The study has a number of limitations. As eScreening was originally developed for Transition Care Management programs, which coordinate health care for post-9/11 veterans at the point of enrollment, the data available for this study were limited to post-9/11 era veterans. The current sample consist of mostly male (84.7%), caucasian (59.8%), Navy (48.8%) or Marines (32.1%) veterans. Thus, findings may not generalize to the larger veteran population. Second, the data for this study is cross-sectional, which limits our ability to make temporal inferences and to draw directions between the symptoms [86]. Third, the network analysis approach assumes that all relative and influential variables are incorporated in the network, but we may have missed some important symptoms and/or non-symptoms that play an important role in the comorbidity network. Although we tried to address this problem by including clinical covariates, there still exist many other clinical symptoms/comorbidities (e.g., substance use, physical disability) [25, 87, 88] and/or factors (e.g., coping styles, employment status, stressful life events and combat exposure) [42, 8991] that might be vital in the PTSD and MDD network. Fourth, the study used data from service-seeking veterans registering for care through the VASDHS, of which the veterans reported various degrees of symptoms that may affect the network accuracy. The veterans reported symptoms severity ranged from sub-threshold PTSD/MDD to severe PTSD/MDD in our samples, while previous study suggested that sub-threshold PTSD symptoms structure might be different from moderate to severe PTSD symptoms structure [46]. Fifth, although the positive mTBI with clinical covariates network showed promising stability and accuracy, the sample for this network is still relatively small. The use of a larger sample would significantly improve accuracy and stability of the network, and thus allow us to make stronger inferences. Finally, the BTBIS used in the current study is a short screening tool for probable mTBI. We might overestimate the actual prevalence rate of mTBI among veterans using BTBIS. Future study should use a more valid measure for mTBI (e.g., clinician diagnoses based on standard criteria) to improve the validity of the results.

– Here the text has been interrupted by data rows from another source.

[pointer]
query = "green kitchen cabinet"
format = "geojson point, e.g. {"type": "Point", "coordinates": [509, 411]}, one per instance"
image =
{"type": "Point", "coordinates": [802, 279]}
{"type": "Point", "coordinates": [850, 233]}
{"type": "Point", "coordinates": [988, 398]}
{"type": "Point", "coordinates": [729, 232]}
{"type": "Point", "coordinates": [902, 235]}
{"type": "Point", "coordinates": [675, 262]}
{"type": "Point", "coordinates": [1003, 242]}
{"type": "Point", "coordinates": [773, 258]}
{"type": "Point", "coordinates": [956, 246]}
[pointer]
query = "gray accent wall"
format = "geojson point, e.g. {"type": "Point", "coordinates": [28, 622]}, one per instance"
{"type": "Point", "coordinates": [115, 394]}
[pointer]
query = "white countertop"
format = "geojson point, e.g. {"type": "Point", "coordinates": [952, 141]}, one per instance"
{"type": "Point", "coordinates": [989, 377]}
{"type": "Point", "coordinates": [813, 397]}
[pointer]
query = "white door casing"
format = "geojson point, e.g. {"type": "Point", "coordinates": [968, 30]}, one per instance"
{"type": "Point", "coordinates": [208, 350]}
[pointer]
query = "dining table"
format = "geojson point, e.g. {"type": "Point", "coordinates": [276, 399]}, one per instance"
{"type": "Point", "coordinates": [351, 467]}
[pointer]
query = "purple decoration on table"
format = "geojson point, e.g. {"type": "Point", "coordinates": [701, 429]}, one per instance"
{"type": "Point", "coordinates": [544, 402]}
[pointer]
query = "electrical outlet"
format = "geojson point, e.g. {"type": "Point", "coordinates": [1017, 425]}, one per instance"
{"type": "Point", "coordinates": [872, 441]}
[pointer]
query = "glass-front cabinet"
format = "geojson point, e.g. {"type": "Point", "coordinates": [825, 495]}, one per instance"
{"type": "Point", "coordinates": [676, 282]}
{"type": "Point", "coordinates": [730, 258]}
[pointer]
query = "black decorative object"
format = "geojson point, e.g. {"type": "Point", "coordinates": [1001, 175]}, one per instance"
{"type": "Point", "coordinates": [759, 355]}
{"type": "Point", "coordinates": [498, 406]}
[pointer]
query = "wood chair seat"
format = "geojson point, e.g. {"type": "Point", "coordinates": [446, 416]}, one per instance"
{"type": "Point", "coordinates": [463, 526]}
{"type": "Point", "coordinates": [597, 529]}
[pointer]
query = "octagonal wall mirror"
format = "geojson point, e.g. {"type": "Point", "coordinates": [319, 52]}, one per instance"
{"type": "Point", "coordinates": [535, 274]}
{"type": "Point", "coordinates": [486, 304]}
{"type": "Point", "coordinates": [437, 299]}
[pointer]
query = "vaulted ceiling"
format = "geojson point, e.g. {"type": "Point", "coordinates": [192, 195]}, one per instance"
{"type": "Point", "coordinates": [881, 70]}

Despite these limitations, the current study has many strengths and can contribute to extant knowledge in the field. The study provides quantitative evidence for the greater prevalence and severity of PTSD and MDD symptoms and comorbidity after mTBI. The study also is the first and largest to examine the comorbid PTSD and MDD symptom structure in a sample of veterans with mTBI; and identified Feeling distant/cutoff (P10) and difficulty concentrating (P15) as the most central symptoms in the network and sleep problems as the most prominent bridge nodes across the disorders. These symptoms might be particular useful targets for screening, monitoring and treatment planning for post-MTBI mental health care and for improving treatment outcomes. Further, the use of effective screening tools, like eScreening, could potentially improve the detection of mental health symptoms post-mTBI and expedite the referral to appropriate care [48, 64]. Future research should use longitudinal data to better inform the development of post-mTBI comorbid PTSD and MDD symptoms; future research should also incorporate more potential influential factors for the progression or prevention of PTSD and MDD symptoms and examine the network structure in a larger veteran sample.